Conor John Joseph Gough (born 9 August 1993 in Ilford, Essex) is an English footballer who plays as a goalkeeper for Coggeshall Town.

==Career==
Gough started his footballing career with Charlton Athletic signing his first professional contract in 2011 after spending two years as a scholar at the club. During his time as a professional with the London club, he was loaned five times to non-League clubs in order to gain experience. After being told his contract would not be renewed, he signed a two-year deal with Bristol Rovers. Shortly after it was announced that he had joined Rovers, he was loaned to them as Rovers did not have a fit goalkeeper and made his debut in the final game of the 2011–12 season.
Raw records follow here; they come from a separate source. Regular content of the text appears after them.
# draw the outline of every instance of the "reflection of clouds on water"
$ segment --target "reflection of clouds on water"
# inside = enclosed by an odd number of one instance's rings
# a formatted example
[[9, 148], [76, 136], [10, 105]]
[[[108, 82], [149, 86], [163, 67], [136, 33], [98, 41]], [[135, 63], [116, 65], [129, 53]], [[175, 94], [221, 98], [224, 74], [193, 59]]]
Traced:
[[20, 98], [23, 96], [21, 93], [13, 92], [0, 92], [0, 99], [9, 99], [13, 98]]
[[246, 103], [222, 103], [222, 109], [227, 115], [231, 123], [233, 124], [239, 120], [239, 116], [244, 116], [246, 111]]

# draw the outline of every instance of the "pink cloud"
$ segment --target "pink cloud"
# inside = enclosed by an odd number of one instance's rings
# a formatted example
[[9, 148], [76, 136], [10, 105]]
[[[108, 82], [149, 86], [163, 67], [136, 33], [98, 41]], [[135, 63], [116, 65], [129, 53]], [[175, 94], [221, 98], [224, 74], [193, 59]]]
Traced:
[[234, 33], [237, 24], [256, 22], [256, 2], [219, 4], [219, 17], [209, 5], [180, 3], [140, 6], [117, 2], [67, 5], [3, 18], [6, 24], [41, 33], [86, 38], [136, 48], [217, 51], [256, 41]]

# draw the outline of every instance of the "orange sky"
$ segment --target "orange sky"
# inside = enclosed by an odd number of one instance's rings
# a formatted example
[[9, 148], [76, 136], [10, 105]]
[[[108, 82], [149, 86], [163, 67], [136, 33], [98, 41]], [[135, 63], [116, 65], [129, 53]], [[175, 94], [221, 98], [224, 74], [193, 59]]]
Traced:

Gough signed for Grays Athletic at the start of the 2014–15 season and went on make 39 appearances in the Isthmian League Premier Division and 51 in all competitions. He went on to sign for Concord Rangers in May 2015, and then moved to neighbours Canvey Island in August 2015.

In November 2018, Gough left Canvey Island to sign for Coggeshall Town.